Gene Liverman's picture

"I would like to get Mandriva, Fedora, and OpenSUSE booting with PXE over NFS or HTTP some day."

Are you talking about getting them to install via PXE or more of a thin client setup that boots via PXE?

Gene Liverman is a Systems Administrator of *nix and VMware at a university.

PXE over NFS

Don Calabro's picture

We boot OpenSuSE with PXE over NFS in our production environment at work. Sort of a smart thin client.
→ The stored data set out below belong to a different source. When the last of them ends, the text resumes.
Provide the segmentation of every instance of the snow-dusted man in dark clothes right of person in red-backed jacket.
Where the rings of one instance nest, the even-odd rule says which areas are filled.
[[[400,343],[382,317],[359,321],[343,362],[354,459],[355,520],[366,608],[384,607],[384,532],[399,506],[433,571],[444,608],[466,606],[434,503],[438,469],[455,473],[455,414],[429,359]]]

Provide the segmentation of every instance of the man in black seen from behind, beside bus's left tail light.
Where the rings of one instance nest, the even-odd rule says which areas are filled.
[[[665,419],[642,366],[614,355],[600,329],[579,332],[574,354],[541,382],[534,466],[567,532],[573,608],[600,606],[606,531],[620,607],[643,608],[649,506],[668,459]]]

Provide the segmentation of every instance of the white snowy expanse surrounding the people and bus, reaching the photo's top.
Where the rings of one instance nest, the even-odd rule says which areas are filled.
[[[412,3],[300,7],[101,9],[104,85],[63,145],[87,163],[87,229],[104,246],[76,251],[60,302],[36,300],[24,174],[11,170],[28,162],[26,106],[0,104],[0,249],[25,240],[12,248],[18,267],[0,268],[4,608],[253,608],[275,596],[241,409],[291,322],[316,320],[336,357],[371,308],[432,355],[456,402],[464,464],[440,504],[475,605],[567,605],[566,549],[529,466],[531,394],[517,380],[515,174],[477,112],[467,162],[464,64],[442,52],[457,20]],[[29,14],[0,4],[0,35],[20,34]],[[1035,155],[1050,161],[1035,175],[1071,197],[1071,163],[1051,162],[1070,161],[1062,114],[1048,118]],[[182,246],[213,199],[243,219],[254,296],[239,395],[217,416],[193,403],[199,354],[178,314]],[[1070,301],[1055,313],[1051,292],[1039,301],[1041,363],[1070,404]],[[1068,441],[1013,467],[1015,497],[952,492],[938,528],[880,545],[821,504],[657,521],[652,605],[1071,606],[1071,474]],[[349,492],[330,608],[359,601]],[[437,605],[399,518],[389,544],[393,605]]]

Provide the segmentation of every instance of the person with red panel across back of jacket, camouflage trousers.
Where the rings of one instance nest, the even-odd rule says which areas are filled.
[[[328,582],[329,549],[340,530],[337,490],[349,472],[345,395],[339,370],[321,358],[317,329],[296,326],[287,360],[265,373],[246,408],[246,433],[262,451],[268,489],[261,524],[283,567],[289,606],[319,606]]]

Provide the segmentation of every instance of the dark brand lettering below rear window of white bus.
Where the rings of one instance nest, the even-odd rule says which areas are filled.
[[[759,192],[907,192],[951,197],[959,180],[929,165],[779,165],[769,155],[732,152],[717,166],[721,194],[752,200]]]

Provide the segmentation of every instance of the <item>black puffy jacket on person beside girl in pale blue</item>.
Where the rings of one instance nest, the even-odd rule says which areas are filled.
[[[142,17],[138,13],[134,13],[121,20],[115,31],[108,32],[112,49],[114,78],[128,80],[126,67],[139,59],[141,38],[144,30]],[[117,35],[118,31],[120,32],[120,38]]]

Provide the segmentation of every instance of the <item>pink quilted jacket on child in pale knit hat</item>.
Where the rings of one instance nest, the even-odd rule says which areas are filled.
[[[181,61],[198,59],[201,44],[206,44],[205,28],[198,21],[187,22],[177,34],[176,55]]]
Ideally both. With Ubuntu I

jhansonxi's picture

Ideally both. With Ubuntu I can boot LiveCD ISOs and install from them. The LiveCD "desktop" installers don't support RAID/LVM2/dm-crypt and have a 512MB+ memory requirement. For installations that don't meet these requirements I boot the "alternate" ISOs which have a text-mode interface. In the past I also had a full Ubuntu repository mirror that could install everything but removed it because the bandwidth requirements were too large.

ntpasswd in the domain

Anonymous's picture

Of course I don't think I'll put ntpasswd out there on my domain network. I know it only exposes local passwords, not domain, but I still don't want to put the ability to clear the local admin password just an F12 away...

Securing ntpasswd

Gene Liverman's picture

That same concern is why we decided to take advantage of the ability to add an encrypted password to all the menu entries that could mess up a computer. It adds a lot of piece-of-mind value to the setup.

Gene Liverman is a Systems Administrator of *nix and VMware at a university.

Great article

S Daniel's picture

I'm even going to set this up at home.

Alternatively, the iodd

Anonymous's picture

Alternatively, the iodd Virtual Rom is a USB 2.5" HDD caddy that has firmware that allows ISOs on a FAT32 filesystem to appear as a USB optical device.

Re: iodd Virtual Rom

Gene Liverman's picture

Thanks for the info on the iodd Virtual Rom. I think I am going to look into getting one of these to use at home or any other time that I am tinkering.

Gene Liverman is a Systems Administrator of *nix and VMware at a university.

Beautiful!! great use.

Anonymous's picture

I don't come across many articles that jump out at me, but for someone who still carries CDs, now thumb drives, but not zip discs or floppies, this is an elegant way to keep those items updated and available on the company net. Thanks.